A review of Pacific Northwest Ballet's "Nutcracker," running through Dec. 29 at Seattle's McCaw Hall.

There’s something comforting about an old friend who shows up every year, just the same as always, but with a new little gift in store. That friend is Pacific Northwest Ballet’s annual “Nutcracker,” gloriously designed in 1983 by Maurice Sendak and choreographed by Kent Stowell — and every year, no matter how many times you’ve already seen it (I’ve lost count, but am definitely in double digits), you’ll find something new.

How did it escape my notice, all these years, that grown-up Clara’s costume in Act II is the same as that of the Ballerina Doll in the party scene, at which little Clara gazes so longingly? It’s beautifully logical — we are, after all, in little Clara’s dream — but easy to miss. Why did I never before see that the chandelier in the Stahlbaum drawing room has a mouse dangling from it, holding a Cupid’s arrow? And why does the snow scene, with its sparkling flakes and quietly glowing field of white, seem more beautiful every year?

You don’t go to “Nutcracker” to be dazzled with novelty, but to be charmed by the familiar — by the delicious Tchaikovsky score (played by an orchestra that, as you’ll see from an intermission peek into the pit, gets into the holiday spirit by festooning itself with colored lights), by the whimsical detail and cotton-candy colors of the costumes and sets, and by the way PNB’s dancers, young and old, make it all look easy.

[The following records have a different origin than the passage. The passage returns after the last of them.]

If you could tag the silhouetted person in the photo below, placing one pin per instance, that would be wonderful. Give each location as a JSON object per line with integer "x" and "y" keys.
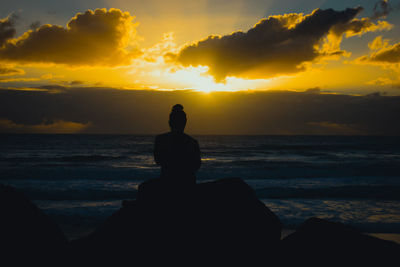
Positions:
{"x": 177, "y": 153}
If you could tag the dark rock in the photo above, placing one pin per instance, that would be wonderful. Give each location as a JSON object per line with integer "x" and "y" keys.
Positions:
{"x": 318, "y": 242}
{"x": 26, "y": 233}
{"x": 212, "y": 223}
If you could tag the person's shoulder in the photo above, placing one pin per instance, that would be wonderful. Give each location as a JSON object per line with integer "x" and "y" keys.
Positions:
{"x": 163, "y": 136}
{"x": 191, "y": 139}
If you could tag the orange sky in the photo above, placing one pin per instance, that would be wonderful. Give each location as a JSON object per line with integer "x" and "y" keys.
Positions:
{"x": 201, "y": 46}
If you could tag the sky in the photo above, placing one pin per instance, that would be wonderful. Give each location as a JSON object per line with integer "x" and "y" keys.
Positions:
{"x": 238, "y": 67}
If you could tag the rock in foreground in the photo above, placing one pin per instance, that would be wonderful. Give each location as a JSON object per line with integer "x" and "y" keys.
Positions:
{"x": 213, "y": 223}
{"x": 27, "y": 236}
{"x": 318, "y": 242}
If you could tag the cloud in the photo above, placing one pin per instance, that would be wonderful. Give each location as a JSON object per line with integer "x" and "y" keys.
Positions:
{"x": 383, "y": 8}
{"x": 7, "y": 71}
{"x": 382, "y": 53}
{"x": 7, "y": 30}
{"x": 45, "y": 127}
{"x": 99, "y": 37}
{"x": 276, "y": 45}
{"x": 135, "y": 111}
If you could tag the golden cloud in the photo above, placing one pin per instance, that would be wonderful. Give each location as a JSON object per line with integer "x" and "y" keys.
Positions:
{"x": 7, "y": 71}
{"x": 54, "y": 127}
{"x": 99, "y": 37}
{"x": 276, "y": 45}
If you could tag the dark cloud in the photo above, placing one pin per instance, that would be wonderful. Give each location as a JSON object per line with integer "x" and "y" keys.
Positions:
{"x": 102, "y": 110}
{"x": 7, "y": 29}
{"x": 99, "y": 37}
{"x": 387, "y": 55}
{"x": 383, "y": 8}
{"x": 34, "y": 25}
{"x": 382, "y": 53}
{"x": 275, "y": 45}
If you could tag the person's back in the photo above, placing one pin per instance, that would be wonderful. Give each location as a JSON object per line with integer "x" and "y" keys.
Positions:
{"x": 177, "y": 153}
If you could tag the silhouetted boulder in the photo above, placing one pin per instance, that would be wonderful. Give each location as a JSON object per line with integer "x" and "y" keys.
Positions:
{"x": 212, "y": 223}
{"x": 27, "y": 235}
{"x": 318, "y": 242}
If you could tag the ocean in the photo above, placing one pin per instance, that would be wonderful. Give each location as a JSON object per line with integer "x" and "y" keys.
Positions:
{"x": 80, "y": 180}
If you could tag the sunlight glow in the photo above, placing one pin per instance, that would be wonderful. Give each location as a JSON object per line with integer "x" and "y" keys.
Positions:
{"x": 196, "y": 78}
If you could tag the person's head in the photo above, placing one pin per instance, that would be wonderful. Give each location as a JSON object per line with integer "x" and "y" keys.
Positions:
{"x": 177, "y": 118}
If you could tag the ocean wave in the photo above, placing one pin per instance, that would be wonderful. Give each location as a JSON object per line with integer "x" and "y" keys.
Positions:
{"x": 73, "y": 158}
{"x": 342, "y": 192}
{"x": 87, "y": 194}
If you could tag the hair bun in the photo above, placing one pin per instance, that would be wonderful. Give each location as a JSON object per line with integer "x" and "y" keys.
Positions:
{"x": 177, "y": 108}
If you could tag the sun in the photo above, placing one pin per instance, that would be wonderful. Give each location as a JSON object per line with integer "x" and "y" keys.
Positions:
{"x": 197, "y": 78}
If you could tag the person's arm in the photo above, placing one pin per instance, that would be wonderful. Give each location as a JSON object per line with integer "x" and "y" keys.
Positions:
{"x": 197, "y": 156}
{"x": 157, "y": 152}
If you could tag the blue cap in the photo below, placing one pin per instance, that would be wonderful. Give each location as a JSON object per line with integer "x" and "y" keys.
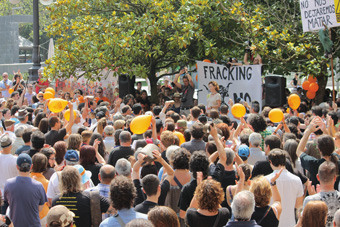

On opening night, Kaori Nakamura and Jonathan Porretta, smiling as if in a happy dream, made a picture-perfect Clara and her Nutcracker Prince; making something sweetly intimate of their final pas de deux in delicate moonlight. Carrie Imler led the Waltz of the Flowers as if dancing on rose petals; Leah O’Connor tremulously brooded as a soulful Peacock. All have no doubt danced these roles countless times; all made them look new.

But the real reason to attend “Nutcracker” is the kids, both onstage and off. Dozens of children from the PNB School performed their roles with precision and delight, from the calmly elegant Mimi Jurion as young Clara to the two smallest Baby Mice, happily skipping. In the lobby, little girls in velvet whirled and leapt to music in their heads — you could almost see their dresses transformed into glittering tutus. “Nutcracker” brings that kind of snowflakes-and-sugarplums magic; just try to resist it.